Roken in jeugdvoorzieningen

De Voorzitter van de Tweede Kamer
der Staten-Generaal
Postbus 20018
2500 EA DEN HAAG

VGP-CB-U-2855119

9 juli 2008

Op 2 juni heb ik van u een brief ontvangen over het roken in jeugdvoorzieningen. Deze brief was geschreven door een moeder van een 16-jarige pupil. De jeugdvoorziening waar haar zoon verblijft staat roken op het balkon toe terwijl één van de huisregels is ‘gebruik van alcohol, tabak en drugs wordt in de voorziening niet toegelaten’. Vervolgens komt de rook op het balkon via de openstaande ramen in de kamers terecht die aan het balkon grenzen. Zij is van mening dat de houding van de leiding van deze voorziening indruist tegen het regeringsbeleid. Mede namens mijn collega Klink kan ik u het volgende hierover berichten.

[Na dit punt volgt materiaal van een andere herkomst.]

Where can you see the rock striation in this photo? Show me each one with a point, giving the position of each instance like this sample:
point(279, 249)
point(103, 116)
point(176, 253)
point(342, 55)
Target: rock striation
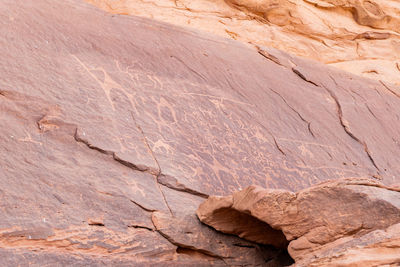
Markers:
point(359, 36)
point(115, 128)
point(347, 222)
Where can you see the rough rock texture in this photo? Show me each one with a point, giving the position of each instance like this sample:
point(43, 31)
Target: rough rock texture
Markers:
point(352, 222)
point(359, 36)
point(115, 128)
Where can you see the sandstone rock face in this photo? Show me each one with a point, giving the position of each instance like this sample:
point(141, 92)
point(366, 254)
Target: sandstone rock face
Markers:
point(349, 222)
point(359, 36)
point(115, 128)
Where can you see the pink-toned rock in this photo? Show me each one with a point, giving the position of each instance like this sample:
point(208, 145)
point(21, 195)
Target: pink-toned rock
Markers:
point(322, 220)
point(108, 122)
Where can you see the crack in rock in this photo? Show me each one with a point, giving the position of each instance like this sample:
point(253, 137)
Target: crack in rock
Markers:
point(295, 111)
point(342, 121)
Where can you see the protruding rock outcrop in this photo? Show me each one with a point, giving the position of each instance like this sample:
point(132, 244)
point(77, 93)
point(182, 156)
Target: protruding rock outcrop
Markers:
point(113, 129)
point(325, 224)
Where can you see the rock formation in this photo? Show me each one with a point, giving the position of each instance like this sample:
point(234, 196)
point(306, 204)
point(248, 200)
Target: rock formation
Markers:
point(348, 222)
point(359, 36)
point(115, 128)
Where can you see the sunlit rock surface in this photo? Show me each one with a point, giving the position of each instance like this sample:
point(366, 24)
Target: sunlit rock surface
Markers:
point(115, 128)
point(359, 36)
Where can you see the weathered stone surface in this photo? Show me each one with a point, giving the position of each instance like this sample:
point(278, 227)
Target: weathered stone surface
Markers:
point(107, 119)
point(359, 36)
point(320, 222)
point(377, 248)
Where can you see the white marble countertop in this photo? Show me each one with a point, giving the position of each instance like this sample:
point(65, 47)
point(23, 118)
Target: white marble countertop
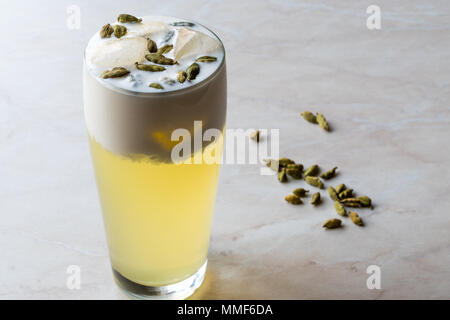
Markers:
point(385, 92)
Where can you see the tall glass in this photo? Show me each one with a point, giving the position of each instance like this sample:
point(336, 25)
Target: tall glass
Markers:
point(157, 212)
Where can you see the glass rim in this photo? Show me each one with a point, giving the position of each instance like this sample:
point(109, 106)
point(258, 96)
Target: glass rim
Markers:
point(163, 93)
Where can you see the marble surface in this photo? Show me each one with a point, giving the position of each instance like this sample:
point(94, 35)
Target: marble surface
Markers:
point(386, 94)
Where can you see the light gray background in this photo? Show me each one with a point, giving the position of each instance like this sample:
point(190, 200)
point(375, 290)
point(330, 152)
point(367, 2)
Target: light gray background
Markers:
point(386, 94)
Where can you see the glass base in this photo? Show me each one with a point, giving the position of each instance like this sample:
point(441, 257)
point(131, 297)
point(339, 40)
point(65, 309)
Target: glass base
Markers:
point(176, 291)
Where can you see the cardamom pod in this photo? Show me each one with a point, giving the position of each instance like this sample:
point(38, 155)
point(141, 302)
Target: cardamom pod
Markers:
point(192, 71)
point(116, 72)
point(164, 49)
point(282, 177)
point(351, 202)
point(316, 199)
point(159, 59)
point(340, 188)
point(332, 224)
point(322, 121)
point(293, 199)
point(124, 18)
point(106, 31)
point(356, 219)
point(365, 201)
point(329, 174)
point(181, 76)
point(340, 208)
point(255, 135)
point(151, 45)
point(314, 181)
point(156, 85)
point(310, 117)
point(348, 193)
point(119, 31)
point(300, 192)
point(206, 59)
point(333, 194)
point(149, 67)
point(312, 171)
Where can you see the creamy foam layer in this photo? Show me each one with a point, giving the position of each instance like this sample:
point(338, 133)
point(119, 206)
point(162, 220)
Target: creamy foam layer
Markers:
point(190, 41)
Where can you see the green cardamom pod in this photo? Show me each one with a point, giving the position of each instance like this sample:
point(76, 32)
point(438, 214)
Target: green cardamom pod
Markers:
point(124, 18)
point(156, 85)
point(255, 135)
point(322, 121)
point(308, 116)
point(192, 71)
point(206, 59)
point(348, 193)
point(340, 188)
point(282, 177)
point(119, 31)
point(293, 199)
point(332, 224)
point(365, 201)
point(106, 31)
point(116, 72)
point(300, 192)
point(164, 49)
point(329, 174)
point(316, 199)
point(356, 219)
point(340, 208)
point(151, 45)
point(181, 77)
point(149, 67)
point(333, 194)
point(314, 181)
point(159, 59)
point(351, 202)
point(312, 171)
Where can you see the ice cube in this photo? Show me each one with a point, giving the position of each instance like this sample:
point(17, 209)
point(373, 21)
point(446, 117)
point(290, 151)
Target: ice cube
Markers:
point(190, 42)
point(107, 54)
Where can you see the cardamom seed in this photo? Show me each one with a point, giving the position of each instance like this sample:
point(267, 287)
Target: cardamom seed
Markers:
point(340, 188)
point(351, 202)
point(329, 174)
point(310, 117)
point(106, 31)
point(282, 177)
point(340, 208)
point(124, 18)
point(356, 219)
point(348, 193)
point(159, 59)
point(293, 199)
point(119, 31)
point(300, 192)
point(156, 85)
point(316, 199)
point(255, 135)
point(332, 224)
point(312, 171)
point(365, 201)
point(181, 76)
point(116, 72)
point(192, 71)
point(164, 49)
point(314, 181)
point(149, 67)
point(322, 121)
point(333, 194)
point(151, 45)
point(206, 59)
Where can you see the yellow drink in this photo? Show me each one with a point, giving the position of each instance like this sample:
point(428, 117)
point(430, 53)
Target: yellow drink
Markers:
point(157, 215)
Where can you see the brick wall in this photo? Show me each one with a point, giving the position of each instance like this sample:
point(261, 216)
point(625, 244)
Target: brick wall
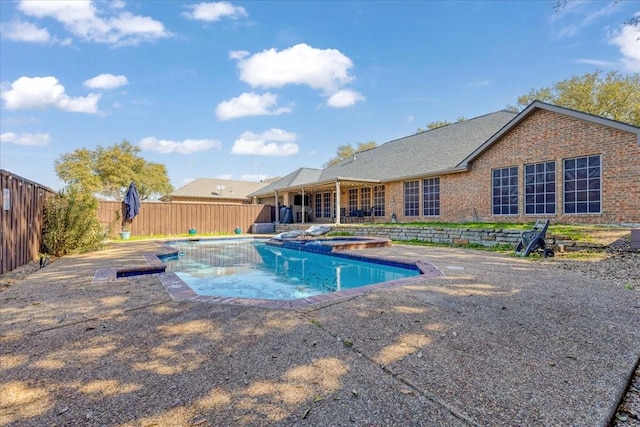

Het tabaksontmoedigingsbeleid is er op gericht om te voorkomen dat jongeren gaan roken, het stimuleren van rokers om te stoppen en hen daarbij te ondersteunen en om niet-rokers te beschermen tegen tabaksrook van anderen. Uit de Tabakswet en de daaruit voortvloeiende regelgeving (Besluit beperking verkoop en gebruik tabaksproducten) blijkt waar in de inrichting het roken niet cq. wel is toegestaan. In artikel 1 van het besluit staat vermeld dat ‘ruimten of delen van een inrichting gelegen in de open lucht’ niet onder het besluit vallen en dat daar het rookverbod niet van kracht is. Dit heeft betrekking op het roken op het balkon. Het is vervolgens aan de inrichting zelf om in gevolge artikel 3a van bovengenoemd besluit te bepalen of zij een rookruimte inrichten. De jeugdvoorziening waar de zoon van mevrouw verblijft lijkt hiermee te voldoen aan de Tabakswet. Wel verdient het de voorkeur om vanuit het perspectief van de volksgezondheid en de voorbeeldfunctie voor jongeren niet-roken tot norm te maken en het roken te ontmoedigen in jeugdvoorzieningen.